Vor allem jedoch sind es die die Mühle betreibenden Menschen, deren Lebenswelten und Abhängigkeit (vom Landesherren, von der Kundschaft, vom Wetter, vom Wasserstand) im Mittelpunkt stehen. Und ihr Können: vom fachgerechten Sieben, über die Prüfung der Feuchtigkeit der Körner, bis hin zur Überwachung der Temperatur der Mahlsteine und der stätigen Zufuhr des Mahlgutes. Ernst zitiert I. Göbel (1993): „Die Mahlfehler zeigten sich unmittelbar an der Qualität des Brotes; so war die Mahlleistung der ständigen Kritik der Tischgemeinschaft ausgesetzt. Ging z.B. das Gebäck schlecht auf und blieben die Brote flach, galt das als Zeichen dafür, dass die Mühlsteine beim Mahlen zu heiß geworden waren und der Kleber verbrannt. Sand im Brot verriet, dass man bei geringem Fruchteinlauf zu scharf gemahlen hatte. Rissiges Brot zeigte an, dass die Frucht vor dem Niedermahlen nicht genügend abgerollt worden war. Und geriet das Brot knatschig, hatte das Mehl nicht lange genug im Mehlkasten ausdünsten können“ (Ernst 2005, S. 79).

Erstaunlich lange prägten kleine Wasser- und Windmühlen die europäische Landschaft, bis sie ab der 2. Hälfte des 19. Jh. industriellen Großanlagen weichen mussten.
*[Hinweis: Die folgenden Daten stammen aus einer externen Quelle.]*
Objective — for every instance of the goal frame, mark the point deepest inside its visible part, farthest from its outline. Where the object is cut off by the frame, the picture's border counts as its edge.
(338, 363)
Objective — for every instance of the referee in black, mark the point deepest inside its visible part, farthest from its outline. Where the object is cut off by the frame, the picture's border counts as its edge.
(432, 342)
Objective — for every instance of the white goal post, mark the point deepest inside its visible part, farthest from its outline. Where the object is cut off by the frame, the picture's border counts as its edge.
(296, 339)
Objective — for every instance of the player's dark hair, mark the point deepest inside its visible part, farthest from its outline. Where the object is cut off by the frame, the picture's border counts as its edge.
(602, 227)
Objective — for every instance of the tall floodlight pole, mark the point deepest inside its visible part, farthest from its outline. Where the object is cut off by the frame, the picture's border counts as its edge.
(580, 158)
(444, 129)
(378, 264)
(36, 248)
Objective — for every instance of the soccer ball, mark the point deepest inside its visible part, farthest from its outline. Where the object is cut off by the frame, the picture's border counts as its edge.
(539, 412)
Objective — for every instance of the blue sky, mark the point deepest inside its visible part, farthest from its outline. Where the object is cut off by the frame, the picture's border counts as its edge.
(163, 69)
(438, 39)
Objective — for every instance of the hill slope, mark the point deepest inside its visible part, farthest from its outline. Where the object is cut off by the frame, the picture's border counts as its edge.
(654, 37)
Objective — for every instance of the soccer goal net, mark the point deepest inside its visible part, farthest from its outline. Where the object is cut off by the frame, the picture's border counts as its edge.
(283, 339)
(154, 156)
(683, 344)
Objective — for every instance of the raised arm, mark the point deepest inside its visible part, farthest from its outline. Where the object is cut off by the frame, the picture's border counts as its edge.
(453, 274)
Zugleich vervierfachte sich in Deutschland der Kartoffelverbrauch − von 50 kg pro Kopf um 1800 bis 200 kg um 1900. Das „Mühlensterben“ begann und damit in der Regel der Abriss stillgelegter Mühlen. Es blieben die Mythen, Lieder, Gedichte…

 

Detlev von Liliencron (1844-1909), Vergiss die Mühle nicht

 

Der Blick aus unserm Fenster war eine Wüste nur.

Kein grünes Saatfeld zeigte des Lebens frohe Spur.
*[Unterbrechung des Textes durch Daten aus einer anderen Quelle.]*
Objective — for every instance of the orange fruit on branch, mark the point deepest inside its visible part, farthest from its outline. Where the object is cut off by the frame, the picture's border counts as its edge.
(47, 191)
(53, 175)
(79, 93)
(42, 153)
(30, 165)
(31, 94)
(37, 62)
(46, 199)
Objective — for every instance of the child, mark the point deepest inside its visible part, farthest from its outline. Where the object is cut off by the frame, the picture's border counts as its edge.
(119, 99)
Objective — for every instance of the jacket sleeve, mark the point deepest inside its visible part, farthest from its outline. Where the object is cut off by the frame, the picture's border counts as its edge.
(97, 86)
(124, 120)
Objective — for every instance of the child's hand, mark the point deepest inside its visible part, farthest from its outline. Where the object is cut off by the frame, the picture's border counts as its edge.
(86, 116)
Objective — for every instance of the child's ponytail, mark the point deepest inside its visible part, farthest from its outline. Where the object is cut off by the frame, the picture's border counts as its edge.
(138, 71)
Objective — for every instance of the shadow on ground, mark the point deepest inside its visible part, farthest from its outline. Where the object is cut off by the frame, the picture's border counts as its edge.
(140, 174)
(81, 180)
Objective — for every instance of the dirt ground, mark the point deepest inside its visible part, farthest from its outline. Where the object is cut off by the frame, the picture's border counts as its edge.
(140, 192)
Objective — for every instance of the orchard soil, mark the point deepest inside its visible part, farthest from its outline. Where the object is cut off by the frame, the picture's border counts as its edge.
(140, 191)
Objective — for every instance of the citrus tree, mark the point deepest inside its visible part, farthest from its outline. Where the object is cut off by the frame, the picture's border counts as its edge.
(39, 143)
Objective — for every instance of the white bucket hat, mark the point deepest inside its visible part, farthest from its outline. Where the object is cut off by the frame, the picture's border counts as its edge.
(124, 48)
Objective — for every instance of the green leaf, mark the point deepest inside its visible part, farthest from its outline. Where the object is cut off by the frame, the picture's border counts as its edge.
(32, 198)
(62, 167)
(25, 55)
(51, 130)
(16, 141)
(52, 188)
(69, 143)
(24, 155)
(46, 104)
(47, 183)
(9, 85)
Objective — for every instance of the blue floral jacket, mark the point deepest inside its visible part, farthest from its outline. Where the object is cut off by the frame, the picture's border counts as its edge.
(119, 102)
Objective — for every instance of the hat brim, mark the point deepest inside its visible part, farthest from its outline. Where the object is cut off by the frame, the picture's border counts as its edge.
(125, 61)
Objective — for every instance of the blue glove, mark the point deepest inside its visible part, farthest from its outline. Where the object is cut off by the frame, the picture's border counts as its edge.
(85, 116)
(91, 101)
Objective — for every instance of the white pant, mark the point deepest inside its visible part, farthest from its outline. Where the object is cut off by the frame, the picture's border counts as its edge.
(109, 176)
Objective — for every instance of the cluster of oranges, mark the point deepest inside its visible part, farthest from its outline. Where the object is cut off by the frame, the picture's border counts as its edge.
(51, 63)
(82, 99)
Kein Haus, kein Baum war sichtbar, kein Berg im blauen Duft;

und keine Blumen mischten sich mit der Himmelsluft. –

Am End der öden Strecke, weit über Schutt und Sand,

steht eine kleine Mühle, fern, fern am Erdenrand.

Der Flügel kreist geduldig, er kreist wohl immerzu,

des Windes schneller Atem läßt selten ihn in Ruh.

Mein Weib und ich, wir haben am Fenster oft gelehnt,

wenn Hand in Hand wir saßen und wenn wir uns ersehnt.

Im Frühling, vor der Arbeit, lag noch der Tag im Tau,

wir hielten nach der Mühle vereint die erste schau.

Am Abend, eh der Schlummer von neuem uns erquickt,

wir haben nach der Mühle die letzte Sicht geschickt.

Und immer so die Mühle, es gab nicht liebern Ort,

es kam wie Trost und Grüße, wie Gruß und Trost von dort.

In einer Winterwoche war schwer mein Weib erkrankt,

die schwarze Gräberblume hat sich emporgerankt.

Doch eh der Tod die Decken um ihre Sinne schlug,

hat sie mein Arm umschlossen, der sie ans Fenster trug.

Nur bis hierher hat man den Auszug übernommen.